Poor little Deirdre. Poor little Winter Child.
It isn’t easy being different, let me tell you. But it’s even more challenging to be different in a way that’s so obvious nobody ever feels the need to acknowledge it. An obvious that is so well-established you can almost fool yourself into believing it’s going overlooked.
Almost.
“Then why didn’t the North Wind just take my mother instead?” I would ask my father.
One particular interrogation occurred when I was eight years old. Halfway to the milestone of sixteen, the year in which I would be called to fulfill the destiny she had mapped out for me.
She. Her. My mother. I’d never called her by her given name. I couldn’t. I didn’t know what it was. Though I’d pestered my father with a million other questions, this was one I’d never dared to ask.
“If the North Wind wanted her attention so much, why didn’t it just snatch her up in its arms?”
“You know I don’t have an answer to that question, Deirdre,” my father said. “It was the North Wind’s choice, not mine.”

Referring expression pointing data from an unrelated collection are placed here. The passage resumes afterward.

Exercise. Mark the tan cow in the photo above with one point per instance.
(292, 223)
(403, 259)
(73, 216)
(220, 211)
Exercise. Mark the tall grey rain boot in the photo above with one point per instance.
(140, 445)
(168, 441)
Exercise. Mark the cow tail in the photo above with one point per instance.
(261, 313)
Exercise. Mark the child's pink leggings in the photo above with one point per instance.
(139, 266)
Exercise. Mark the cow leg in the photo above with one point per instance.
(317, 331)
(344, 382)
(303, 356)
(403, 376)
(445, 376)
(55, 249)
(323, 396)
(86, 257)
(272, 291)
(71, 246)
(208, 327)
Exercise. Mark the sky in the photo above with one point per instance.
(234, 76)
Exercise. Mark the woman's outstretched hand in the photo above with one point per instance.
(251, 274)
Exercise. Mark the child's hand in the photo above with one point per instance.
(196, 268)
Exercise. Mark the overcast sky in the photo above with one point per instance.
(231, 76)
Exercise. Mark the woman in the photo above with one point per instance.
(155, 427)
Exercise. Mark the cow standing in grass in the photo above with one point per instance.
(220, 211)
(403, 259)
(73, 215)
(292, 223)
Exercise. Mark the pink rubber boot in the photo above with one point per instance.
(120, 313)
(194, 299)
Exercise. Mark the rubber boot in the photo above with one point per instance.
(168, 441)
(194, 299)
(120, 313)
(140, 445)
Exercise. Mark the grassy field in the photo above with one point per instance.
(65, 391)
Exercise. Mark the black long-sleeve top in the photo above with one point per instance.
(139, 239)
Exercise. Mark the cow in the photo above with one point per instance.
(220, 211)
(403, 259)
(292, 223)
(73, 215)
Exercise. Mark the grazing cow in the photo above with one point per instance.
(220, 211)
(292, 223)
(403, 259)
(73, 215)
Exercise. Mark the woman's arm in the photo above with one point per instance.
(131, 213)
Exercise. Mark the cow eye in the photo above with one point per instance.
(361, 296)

“But I want you to have the answer, Papa!” I said, restraining the desire to stamp my foot with momentous effort. Such behavior might be acceptable at six, but never in an eight-year-old. “You’re a king. You should have an answer for everything.”
A strange express
ion came over my father’s face, as if two factions were battling for possession of it. On the one hand, he looked sad and weary. On the other, it seemed that he wanted to smile. Before the matter could be settled, my father held out his arms. I crawled into them, settling into his lap with my head against his shoulder. He rested his chin on the top of my head. I couldn’t see him do it, but I was pretty sure my father closed his eyes.

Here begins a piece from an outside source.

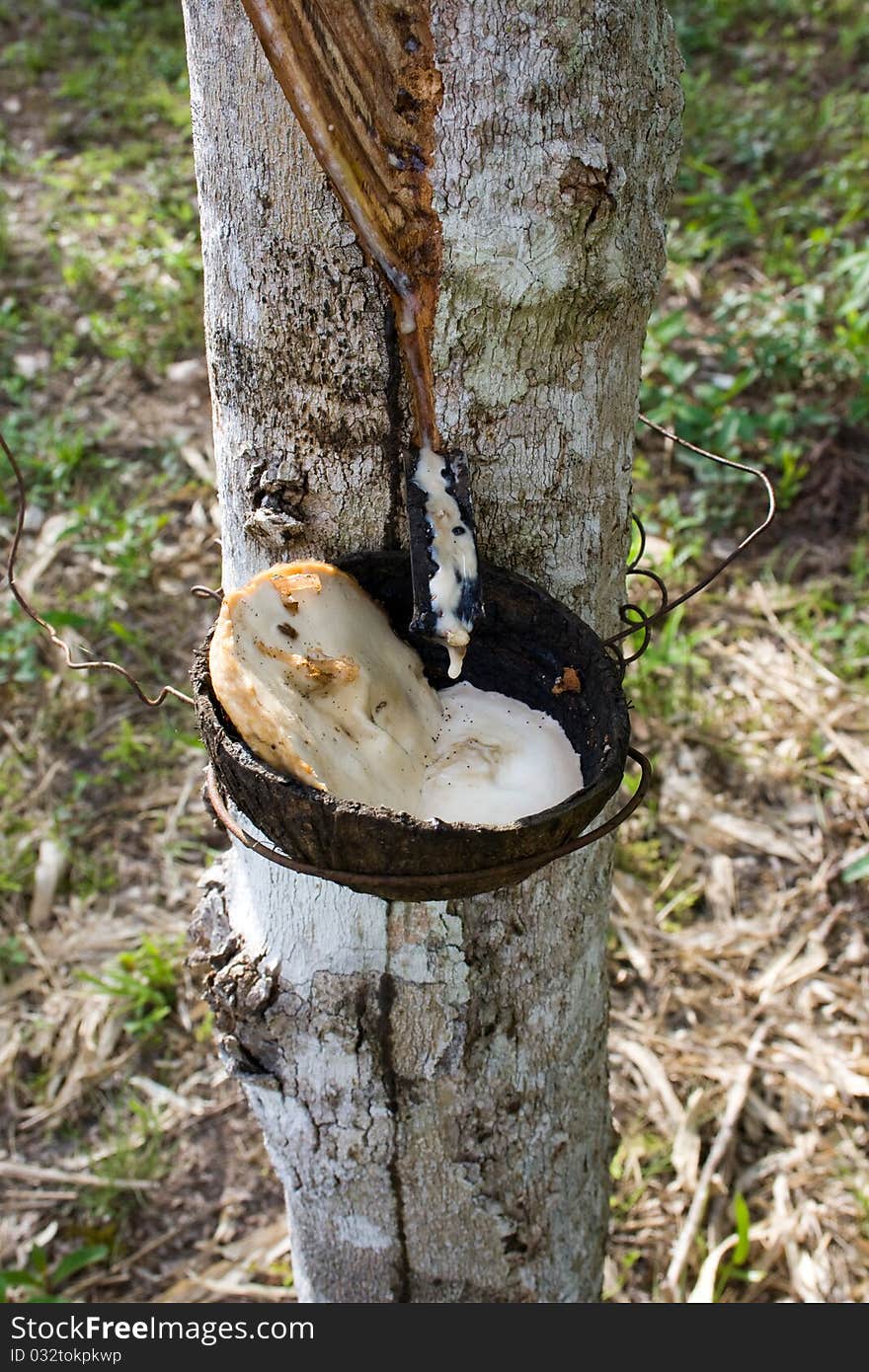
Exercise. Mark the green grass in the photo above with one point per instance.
(760, 345)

“I want you to listen to me, my daughter,” he said. “What I am going to say may not make much sense to you now, but you will understand as you grow older.”
I squirmed a little, in spite of the comfort of my father’s embrace. Nobody likes to be told they’re not old enough to grasp something important.
“I’m eight,” I remarked. Halfway to the sixteen years I would need to possess in order to set out on what I was already sarcastically referring to as “my great quest.”
“I know how old you are, Deirdre,” my father replied, and I thought I caught a hint of laughter in his tone. This was enough to stop my squirming in an instant. My father didn’t laugh very often. He hardly even smiled.
“I was there the moment you were born, when you had all the possibilities of the world before you. That person is still there, inside you. The North Wind’s embrace has not changed that. It has not changed who you truly are.”
“But you gave me a Winter Child’s name,” I said. “You called me ‘Sorrow.’”
“Only to prepare you for what would lie ahead,” replied my father. “You must learn patience, Little One.”
“Maybe you should have named me that instead,” I interrupted, and this time, I felt a tremor of what I was sure was laughter shimmy through my father’s body.
“Perhaps you’re right about that,” he said, giving me a quick squeeze. “But listen to me now. When your task is complete, you may choose a name for yourself, the one you desire above all others. On that day, your life will begin anew. It will be as if you have been reborn.”